Latin dillerinde "Şüphe dostluğun kanseridir" şeklinde bir özdeyiş vardır... Bireysel ilişkiler için de, uluslararası ittifaklar için de geçerli bir özdeyiştir bu. Ortadoğu coğrafyasında olup bitenlere bakarken, çeşitli durumlara ilişkin şüpheler sizin de aklınıza takılmıyor mu?
Mesela Cumhurbaşkanı Erdoğan Bezmialem Vakıf Üniversitesi'nde konuşurken, herkesin aklındaki bir soruyu dile getirdi. Şöyle dedi:
"- Kobani sizin için neden bu kadar stratejik öneme sahip? Eğer sıkıntı varsa benim için olması lazım, sizin için niye? Irak'ın yüzde 40'ı şu anda DEAŞ'ın işgali altında, oraya niye müdahale etmiyorsunuz?"
Düşünün ki Irak'ın ikinci büyük kenti Musul IŞİD'ın (veya DEAŞ'ın) kontrolünde...
Veya düşünün ki Suriye'nin ikinci büyük kenti Halep, Esad'ın bombaları ile bir harabeye dönüşmüş durumda...
Hedefte Öcalan mı var?
Veya Gazze'deki durumu ele alın... Filistin sorunu için neden kimse bir "Barış Süreci" başlatmaya niyetli değil?
Cevapları boşlukta bırakılan ama herkesin bu cevapları bildiği sorular, şüphe bulutlarını yoğunlaştırmakta... Örneğin Kürt siyasetinin aktörleri olarak sahnede gösteri yapanlardan bazıları sürekli "Barış süreci bitti" içerikli mesajlar verirken, acaba "Abdullah Öcalan bizim için bitti" mi demek istiyorlar?
Bereket Cumhurbaşkanı Erdoğan bütün bu olup bitenleri ve Türkiye'yi de, Barış Süreci'ni de hedef alan "Algı operasyonları"nı çok net değerlendirebiliyor.
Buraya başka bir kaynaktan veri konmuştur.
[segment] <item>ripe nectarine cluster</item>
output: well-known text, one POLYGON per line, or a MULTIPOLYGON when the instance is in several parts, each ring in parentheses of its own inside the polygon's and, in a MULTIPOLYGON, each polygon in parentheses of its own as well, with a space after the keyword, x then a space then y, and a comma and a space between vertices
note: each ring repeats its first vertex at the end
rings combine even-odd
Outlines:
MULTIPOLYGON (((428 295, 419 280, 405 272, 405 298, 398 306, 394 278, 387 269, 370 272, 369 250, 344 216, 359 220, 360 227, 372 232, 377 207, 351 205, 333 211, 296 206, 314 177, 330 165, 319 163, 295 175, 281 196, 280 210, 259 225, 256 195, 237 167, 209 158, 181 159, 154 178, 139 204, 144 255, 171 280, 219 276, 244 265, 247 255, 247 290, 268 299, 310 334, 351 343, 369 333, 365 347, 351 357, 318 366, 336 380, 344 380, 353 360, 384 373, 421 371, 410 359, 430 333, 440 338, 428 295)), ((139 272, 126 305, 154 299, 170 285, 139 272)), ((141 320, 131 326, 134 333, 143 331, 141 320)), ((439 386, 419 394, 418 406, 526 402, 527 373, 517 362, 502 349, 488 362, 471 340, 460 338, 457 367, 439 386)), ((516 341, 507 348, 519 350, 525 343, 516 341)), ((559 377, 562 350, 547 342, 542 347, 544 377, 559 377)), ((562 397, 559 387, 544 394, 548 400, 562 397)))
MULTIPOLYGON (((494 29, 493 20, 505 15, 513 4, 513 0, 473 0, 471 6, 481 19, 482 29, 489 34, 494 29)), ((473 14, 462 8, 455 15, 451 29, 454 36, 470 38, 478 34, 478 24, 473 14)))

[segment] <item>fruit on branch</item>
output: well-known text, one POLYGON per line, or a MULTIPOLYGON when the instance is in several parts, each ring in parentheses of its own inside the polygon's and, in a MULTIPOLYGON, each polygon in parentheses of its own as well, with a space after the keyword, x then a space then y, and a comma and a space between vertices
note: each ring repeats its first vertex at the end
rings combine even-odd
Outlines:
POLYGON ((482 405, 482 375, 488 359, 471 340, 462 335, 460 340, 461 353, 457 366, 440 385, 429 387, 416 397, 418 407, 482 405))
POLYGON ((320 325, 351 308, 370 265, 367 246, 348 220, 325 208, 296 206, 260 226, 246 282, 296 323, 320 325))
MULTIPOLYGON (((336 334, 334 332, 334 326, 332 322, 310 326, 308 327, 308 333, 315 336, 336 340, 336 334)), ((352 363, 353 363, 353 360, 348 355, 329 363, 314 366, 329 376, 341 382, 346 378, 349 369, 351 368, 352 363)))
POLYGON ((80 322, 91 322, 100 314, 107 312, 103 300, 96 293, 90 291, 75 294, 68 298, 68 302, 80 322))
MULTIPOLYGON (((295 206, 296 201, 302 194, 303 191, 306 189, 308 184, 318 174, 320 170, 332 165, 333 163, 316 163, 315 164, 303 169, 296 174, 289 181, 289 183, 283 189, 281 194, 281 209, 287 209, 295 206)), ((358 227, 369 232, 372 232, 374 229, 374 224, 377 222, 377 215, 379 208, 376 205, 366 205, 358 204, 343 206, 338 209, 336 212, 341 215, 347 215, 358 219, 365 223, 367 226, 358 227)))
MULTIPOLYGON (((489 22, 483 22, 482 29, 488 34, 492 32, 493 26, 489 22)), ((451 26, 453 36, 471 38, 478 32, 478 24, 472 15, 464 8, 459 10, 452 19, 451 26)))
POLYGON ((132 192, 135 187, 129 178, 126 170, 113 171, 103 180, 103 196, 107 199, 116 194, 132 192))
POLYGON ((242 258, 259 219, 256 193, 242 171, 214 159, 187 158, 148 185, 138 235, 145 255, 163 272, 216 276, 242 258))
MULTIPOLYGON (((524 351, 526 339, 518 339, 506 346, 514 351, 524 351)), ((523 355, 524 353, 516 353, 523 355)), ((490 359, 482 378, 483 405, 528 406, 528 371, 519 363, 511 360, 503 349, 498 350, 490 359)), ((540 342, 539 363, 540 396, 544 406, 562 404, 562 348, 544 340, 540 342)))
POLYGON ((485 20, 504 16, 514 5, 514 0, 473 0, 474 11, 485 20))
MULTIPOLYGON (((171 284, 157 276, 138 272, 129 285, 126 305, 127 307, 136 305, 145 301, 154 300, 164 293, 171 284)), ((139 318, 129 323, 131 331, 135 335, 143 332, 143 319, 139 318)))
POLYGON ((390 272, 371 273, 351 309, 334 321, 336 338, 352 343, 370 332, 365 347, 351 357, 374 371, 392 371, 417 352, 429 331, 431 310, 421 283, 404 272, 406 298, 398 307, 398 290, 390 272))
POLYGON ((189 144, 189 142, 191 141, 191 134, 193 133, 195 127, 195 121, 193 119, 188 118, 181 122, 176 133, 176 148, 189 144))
Dünkü konuşmasının aşağıdaki bölümü de gözden kaçırılmamalıdır:
Kim kime destek veriyor?
"Bizim için 'DEAŞ'a destek veriyor' diyorlar. Elinize, dizinize dursun. 200 bin Kürdü Kobani'den Türkiye'ye kabul eden bu iktidar... Şu anda onları biz yediriyoruz, biz giydiriyoruz, biz içiriyoruz, her şeyini biz veriyoruz. Bizim şu ana kadar yaptığımız harcama 4.5 milyar doları buldu. Dünyanın değişik yerlerinden bize gelen destek 200 milyon dolar. Avrupa'nın tamamında şu anda Suriye ve Irak'tan giden 130 bin kişi var. Bizde ise 1 milyon 600 bin. Yardım elini uzatan biz.
- Amerika 'Kobani düştü düşecek' diyor, oraya silah yardımı yapacak, bizimle görüşüyor. Biz de 'yanlış yapıyorsunuz' diyoruz. Ve laf dinlemediler, o gece C-137'lerle indirdiler. Bir kısmı DEAŞ'ın, bir kısmı PYD'nin eline düştü. Ondan sonra da kendi savunma bakanları açıklama yapıyor. 'Şu anda ABD'nin Suriye politikası yanlıştır' diyor."
Gezi ruhu mu kaçtı?
Ne dersiniz? "Kobani için sokağa çıkın" veya "Asker siyasete müdahale etsin" diye çağrılar yapanların içlerine, "Gezi ruhu" kaçmış olabilir mi? Acaba Öcalan'ın aklını hangi şüpheler kemiriyordur? Siz olsaydınız Barış Süreci'nde bundan sonra da PKK'yı veya onun meşru siyasete monte edilmiş sözcülerini muhatap alır mıydınız? Barış Süreci Kandil'i mi yoksa Pensilvanya'yı mı daha çok rahatsız ediyor?